CVS Accidentally Gives You Leukemia Drugs, Sends You To Intensive Care For A Week

You should always check to make sure the medicines you get are the medicines you’re prescribed. Dorothy Enriquez learned this lesson the hard way when she began taking the leukemia drugs that CVS gave her instead of her actual prescription. Not only did the pharmacy give her the wrong drug, but at several times the recommended dose for someone who actually has leukemia.

She took the drugs because she thought she’d been given a generic for her normal prescription, but when she started feeling ill, she called CVS and asked them about the strange new drug. They told her it wasn’t a generic for her usual prescription, but they did offer to refill it for her. Finally, Dorothy looked up the drug on the internet. That’s when she found out it was a powerful chemotherapy drug.

Ms. Enriquez ended up in the hospital, and CVS ended up in Fox 5, New York’s “Hall of Shame.” Fox 5 went to the CVS with their camera crew and tried to interview the pharmacist who made the mistake. He wasn’t willing to talk, but they did notice that he was supervising more assistants than is allowed by law. When they asked him about the violation he smiled and answered, “You’re good!”

Shame, Shame, Shame: Medication Mistake [Fox 5]

Comments

  1. @BlackFlag55: So what is your solution?
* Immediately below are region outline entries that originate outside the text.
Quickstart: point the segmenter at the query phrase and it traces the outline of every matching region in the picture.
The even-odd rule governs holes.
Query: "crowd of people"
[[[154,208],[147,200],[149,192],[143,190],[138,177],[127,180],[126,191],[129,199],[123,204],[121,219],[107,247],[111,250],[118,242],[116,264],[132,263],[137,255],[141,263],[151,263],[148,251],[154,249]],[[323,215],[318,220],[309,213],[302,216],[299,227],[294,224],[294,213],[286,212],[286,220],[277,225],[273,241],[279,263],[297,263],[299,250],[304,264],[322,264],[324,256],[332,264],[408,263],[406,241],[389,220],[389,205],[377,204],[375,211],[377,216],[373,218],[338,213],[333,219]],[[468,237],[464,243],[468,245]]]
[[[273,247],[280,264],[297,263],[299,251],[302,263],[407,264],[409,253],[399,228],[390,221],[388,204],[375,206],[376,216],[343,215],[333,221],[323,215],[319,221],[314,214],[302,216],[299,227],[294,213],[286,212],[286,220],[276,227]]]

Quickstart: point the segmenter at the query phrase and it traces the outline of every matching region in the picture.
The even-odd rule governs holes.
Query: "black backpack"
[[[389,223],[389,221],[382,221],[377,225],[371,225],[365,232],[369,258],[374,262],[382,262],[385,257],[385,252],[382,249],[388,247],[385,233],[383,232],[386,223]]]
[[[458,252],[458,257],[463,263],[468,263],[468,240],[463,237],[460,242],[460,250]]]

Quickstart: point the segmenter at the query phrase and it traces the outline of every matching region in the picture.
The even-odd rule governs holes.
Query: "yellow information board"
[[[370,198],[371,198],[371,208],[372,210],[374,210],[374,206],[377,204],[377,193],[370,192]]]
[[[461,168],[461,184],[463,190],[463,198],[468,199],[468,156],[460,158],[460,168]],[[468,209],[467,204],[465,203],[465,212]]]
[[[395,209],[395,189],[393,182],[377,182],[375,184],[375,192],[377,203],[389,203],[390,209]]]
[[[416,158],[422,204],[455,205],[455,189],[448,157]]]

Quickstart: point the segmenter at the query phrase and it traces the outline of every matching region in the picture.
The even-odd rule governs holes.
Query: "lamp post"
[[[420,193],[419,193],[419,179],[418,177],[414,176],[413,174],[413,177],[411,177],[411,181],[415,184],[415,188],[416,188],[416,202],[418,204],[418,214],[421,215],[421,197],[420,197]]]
You could provide the same argument you presented against cars, but you provide no alternative or solution. I also find what you wrote vague. What is considered a “innury”? Is someone having a allergic reaction to a previously unknown allergy a “innury”? If we compare the 275,000 deaths yearly that you cite, to the number who are helped and SAVED by “medicine”, what is the ratio like? There are people who can not be saved. There are people who have underlying conditions which are undetectable, and only reveal and assert themselves when someone is undergoing a procedure.

  2. elephantstomp says:

    I have heard the average pharmacist kills 3 people throughout the course of their career. So why would this story be that surprising to any of you.

  3. strathmeyer says:

    @Eyebrows McGee: “Everybody (especially if you have kids) should have a copy of the big giant pill/drug book.”

    Wow, isn’t there someone I can pay to do this for me?

  4. darkryd says:

    Not surprising. They have more students than pharmacists working in their pharmacies…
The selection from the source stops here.